I don’t think it is…
I think we still have plenty of upside potential from here.
Let me explain…
For years now, our working script has been that we’re in “the Bernanke Asset Bubble.”
The basic idea of our script has been that the Federal Reserve would keep interest rates lower than anyone could imagine for longer than anyone could imagine. And that would cause asset prices – like real estate and stocks – to soar higher than anyone could imagine.
That’s exactly what has happened. Rates have been near zero since 2008… six long years. But we’re now much closer to the end of near-zero rates than the beginning.
The Federal Reserve has achieved its goals… low unemployment and mild inflation. And higher interest rates are likely starting next year.

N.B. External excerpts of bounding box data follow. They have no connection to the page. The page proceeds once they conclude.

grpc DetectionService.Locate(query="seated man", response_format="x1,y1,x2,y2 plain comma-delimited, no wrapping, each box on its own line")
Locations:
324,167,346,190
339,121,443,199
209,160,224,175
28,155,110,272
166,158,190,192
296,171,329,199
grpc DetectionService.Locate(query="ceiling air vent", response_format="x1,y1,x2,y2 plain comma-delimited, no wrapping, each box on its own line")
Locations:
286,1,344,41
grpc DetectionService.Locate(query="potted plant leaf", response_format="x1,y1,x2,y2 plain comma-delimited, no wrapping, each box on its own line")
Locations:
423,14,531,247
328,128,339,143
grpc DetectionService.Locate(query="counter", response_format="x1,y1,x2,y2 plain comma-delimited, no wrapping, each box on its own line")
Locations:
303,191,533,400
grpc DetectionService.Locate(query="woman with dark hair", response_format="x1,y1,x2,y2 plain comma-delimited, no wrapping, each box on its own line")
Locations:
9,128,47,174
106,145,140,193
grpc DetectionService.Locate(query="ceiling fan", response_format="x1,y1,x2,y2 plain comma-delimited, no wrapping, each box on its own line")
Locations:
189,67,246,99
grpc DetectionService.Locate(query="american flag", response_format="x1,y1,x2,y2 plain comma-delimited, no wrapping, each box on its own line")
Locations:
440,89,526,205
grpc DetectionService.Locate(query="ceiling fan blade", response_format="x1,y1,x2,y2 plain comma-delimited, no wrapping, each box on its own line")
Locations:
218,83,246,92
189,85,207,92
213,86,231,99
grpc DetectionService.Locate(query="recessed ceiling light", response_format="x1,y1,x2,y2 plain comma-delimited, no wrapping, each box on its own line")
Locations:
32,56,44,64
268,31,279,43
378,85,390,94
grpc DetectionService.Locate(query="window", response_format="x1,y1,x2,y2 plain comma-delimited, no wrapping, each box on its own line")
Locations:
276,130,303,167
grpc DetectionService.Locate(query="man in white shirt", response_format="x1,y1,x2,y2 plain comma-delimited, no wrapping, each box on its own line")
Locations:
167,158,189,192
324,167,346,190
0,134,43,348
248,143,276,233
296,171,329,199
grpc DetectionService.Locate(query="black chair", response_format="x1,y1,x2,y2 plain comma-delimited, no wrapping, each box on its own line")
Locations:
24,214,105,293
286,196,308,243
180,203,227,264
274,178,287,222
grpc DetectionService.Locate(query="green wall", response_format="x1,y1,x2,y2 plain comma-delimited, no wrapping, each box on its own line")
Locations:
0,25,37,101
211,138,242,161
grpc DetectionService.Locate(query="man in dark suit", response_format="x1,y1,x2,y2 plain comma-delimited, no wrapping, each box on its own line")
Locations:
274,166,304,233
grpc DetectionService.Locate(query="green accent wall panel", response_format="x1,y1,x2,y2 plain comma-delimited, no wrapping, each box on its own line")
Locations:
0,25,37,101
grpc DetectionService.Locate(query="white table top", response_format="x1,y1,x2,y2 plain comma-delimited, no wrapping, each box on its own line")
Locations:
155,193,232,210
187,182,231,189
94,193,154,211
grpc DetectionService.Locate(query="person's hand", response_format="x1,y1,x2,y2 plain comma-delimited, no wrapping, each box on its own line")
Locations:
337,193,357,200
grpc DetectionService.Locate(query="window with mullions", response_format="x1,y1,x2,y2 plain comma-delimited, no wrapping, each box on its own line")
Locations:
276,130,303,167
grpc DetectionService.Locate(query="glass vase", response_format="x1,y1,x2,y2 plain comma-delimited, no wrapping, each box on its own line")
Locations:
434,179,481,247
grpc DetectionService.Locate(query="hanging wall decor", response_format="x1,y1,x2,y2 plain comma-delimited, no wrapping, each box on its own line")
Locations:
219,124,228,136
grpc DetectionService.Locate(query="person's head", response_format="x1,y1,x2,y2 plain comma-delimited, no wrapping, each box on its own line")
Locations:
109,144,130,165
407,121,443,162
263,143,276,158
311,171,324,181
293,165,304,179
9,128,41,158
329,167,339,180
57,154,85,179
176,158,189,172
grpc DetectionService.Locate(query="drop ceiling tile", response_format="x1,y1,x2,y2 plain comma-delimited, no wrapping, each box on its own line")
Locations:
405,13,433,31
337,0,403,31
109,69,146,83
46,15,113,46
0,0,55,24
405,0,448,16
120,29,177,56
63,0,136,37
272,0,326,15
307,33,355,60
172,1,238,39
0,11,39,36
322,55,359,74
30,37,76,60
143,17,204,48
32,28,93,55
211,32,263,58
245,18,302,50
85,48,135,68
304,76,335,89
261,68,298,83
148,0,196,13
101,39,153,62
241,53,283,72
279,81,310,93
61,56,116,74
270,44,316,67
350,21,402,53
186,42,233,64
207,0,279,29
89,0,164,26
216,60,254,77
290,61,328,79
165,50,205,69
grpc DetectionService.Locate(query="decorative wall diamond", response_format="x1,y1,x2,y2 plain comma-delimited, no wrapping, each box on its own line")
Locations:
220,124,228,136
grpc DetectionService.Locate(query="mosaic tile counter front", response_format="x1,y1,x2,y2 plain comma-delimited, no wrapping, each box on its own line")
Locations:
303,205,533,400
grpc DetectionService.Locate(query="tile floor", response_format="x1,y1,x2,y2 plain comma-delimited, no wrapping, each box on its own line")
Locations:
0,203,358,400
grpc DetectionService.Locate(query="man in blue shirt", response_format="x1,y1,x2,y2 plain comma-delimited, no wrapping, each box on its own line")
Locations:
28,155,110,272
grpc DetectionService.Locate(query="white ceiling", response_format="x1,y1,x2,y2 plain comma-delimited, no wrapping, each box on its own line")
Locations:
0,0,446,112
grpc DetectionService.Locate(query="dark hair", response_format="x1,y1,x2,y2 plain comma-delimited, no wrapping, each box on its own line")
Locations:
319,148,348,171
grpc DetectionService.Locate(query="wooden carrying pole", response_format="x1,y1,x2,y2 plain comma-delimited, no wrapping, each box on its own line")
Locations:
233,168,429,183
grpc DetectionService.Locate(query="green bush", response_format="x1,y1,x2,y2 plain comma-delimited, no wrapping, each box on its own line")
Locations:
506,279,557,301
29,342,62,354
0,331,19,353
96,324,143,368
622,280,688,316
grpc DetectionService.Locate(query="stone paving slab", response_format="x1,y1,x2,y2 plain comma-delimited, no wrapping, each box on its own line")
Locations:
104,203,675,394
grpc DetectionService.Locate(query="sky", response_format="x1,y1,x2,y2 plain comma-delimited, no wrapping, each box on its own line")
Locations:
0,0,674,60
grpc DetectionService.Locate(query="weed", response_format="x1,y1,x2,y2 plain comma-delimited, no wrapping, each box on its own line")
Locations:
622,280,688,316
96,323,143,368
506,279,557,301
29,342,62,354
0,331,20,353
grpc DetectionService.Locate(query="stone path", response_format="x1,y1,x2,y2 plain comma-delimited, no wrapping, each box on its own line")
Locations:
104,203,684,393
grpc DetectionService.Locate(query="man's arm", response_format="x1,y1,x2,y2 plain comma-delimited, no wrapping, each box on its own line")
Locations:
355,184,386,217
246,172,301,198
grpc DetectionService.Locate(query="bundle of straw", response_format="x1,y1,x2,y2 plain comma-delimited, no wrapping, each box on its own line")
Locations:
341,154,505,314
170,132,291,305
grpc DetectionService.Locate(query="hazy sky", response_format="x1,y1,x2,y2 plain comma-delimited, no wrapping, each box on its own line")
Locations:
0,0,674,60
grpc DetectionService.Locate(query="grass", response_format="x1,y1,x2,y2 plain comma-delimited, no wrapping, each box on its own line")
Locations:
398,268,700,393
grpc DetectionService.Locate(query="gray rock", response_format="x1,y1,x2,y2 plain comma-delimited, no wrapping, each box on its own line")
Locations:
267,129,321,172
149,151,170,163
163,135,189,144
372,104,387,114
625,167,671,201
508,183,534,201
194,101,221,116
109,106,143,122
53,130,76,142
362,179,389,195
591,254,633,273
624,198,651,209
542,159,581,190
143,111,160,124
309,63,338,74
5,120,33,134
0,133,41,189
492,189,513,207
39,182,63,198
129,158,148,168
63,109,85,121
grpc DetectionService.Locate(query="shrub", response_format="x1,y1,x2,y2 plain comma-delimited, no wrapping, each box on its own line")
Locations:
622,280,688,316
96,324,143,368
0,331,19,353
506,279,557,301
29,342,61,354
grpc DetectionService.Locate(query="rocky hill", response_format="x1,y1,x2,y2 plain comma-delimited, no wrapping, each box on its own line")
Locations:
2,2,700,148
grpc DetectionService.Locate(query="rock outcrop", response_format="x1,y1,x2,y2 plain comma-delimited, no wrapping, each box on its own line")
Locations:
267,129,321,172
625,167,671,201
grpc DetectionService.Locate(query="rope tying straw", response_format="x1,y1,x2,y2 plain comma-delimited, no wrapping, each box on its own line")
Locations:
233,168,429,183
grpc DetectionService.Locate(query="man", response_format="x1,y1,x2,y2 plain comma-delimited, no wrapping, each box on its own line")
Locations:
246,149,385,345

So what will happen when the Fed finally raises interest rates?
Most investors think the rate hike will kill the stock market boom.
Their basic thought is: “Stocks are going up because of the Fed’s low interest rates and money printing. Once those end, the fun is over.”
Logic says that higher interest rates should hurt stocks. After all, higher rates raise borrowing costs for companies, and they allow you to earn more money on your cash in the bank (which creates competition for stocks).